A central bank can create hyper inflation. Announce that you are willing to buy everything and start buying it. Somewhere along that route, measured nominal GDP would exceed the target laid out for it. So, the central bank can hit the target, by limiting its craziness.
My doubt in regards market monetarism was—is this a good thing to do, in the long run?
For supply side vs demand side issues, I guess the question to ask is if the productivity measurement is correct. If TFP is 1 % and you’re aiming at 6% NGDP growth, you’re just hurting the economy. Maybe, (don’t know for sure), britain was aiming at too high a growth rate.
I too have no doubt that the central bank can cause hyperinflation or severe deflation. The question is, can it thread the needle and get levels where it wants them to be? If during a velocity shock like 2007-8, the only way to get 5% NGDP growth is to alternate between 200% NGDP growth and −47.5% NGDP growth, then it seems like the cure is worse than the disease, in terms of providing the kind of stable monetary expectations that MMs agree are necessary for economic growth, investment, etc.

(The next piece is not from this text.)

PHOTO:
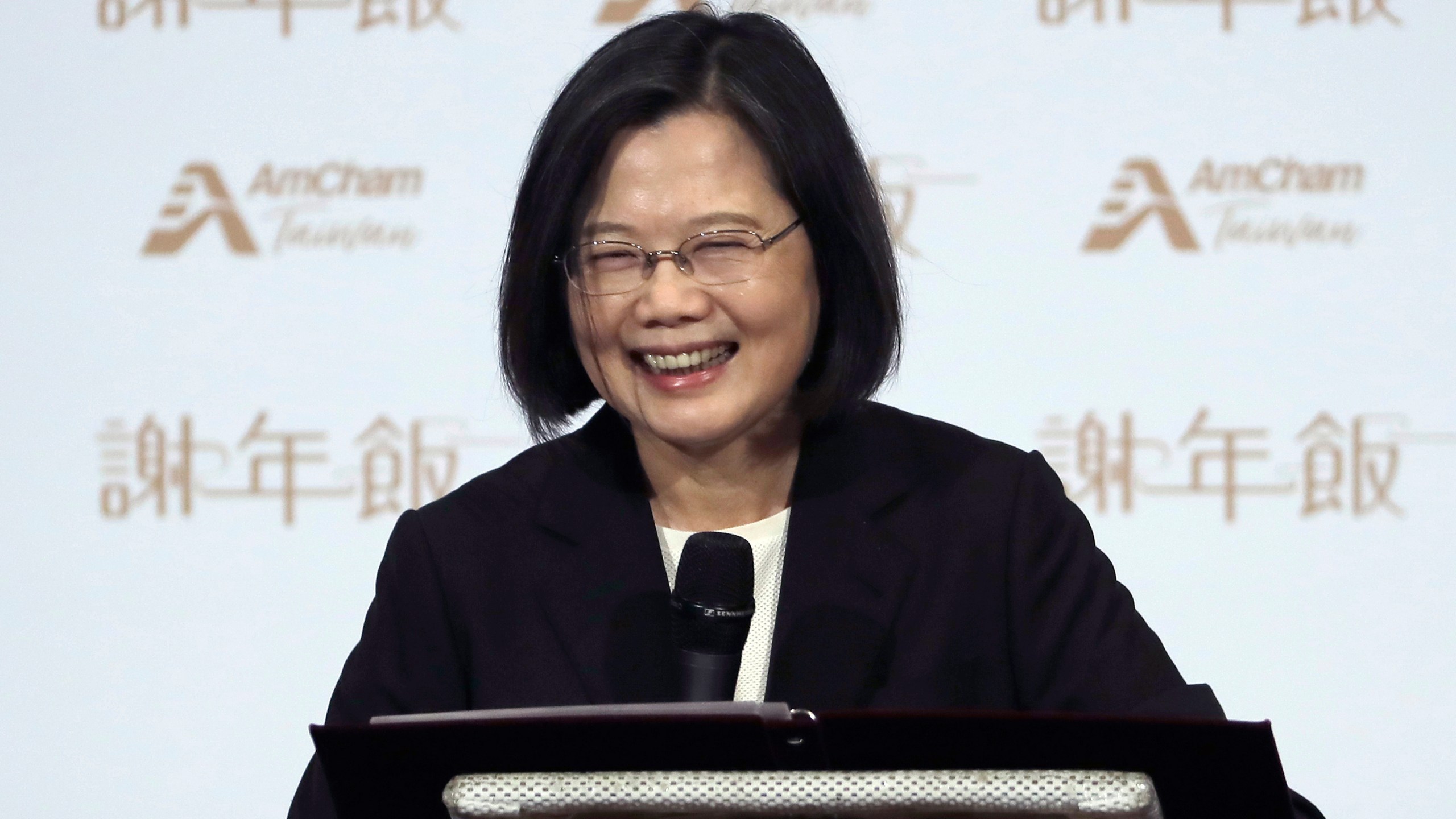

Suppose we have a patient with a fever (or pneumonia). The doctor is unable to stabilise the patient’s temperature. It’s true that if we throw her in an ice floe she’ll be too cold, and if we throw her in an oven she’ll be too hot, but that doesn’t prove that we can stabilise her temperature, and I sometimes feel that Market Monetarists are coming uncomfortably close to making this argument.
I doubt that there will be that much variation since even if you look at it, you are considering a sale of assets or a purchase. There are thousands of such transactions happening everyday. That range of fluctuations doesn’t happen. I’m not great fan of central planning, but I think that NGDP or nominal wage targets are possible to hit without a 100% variation.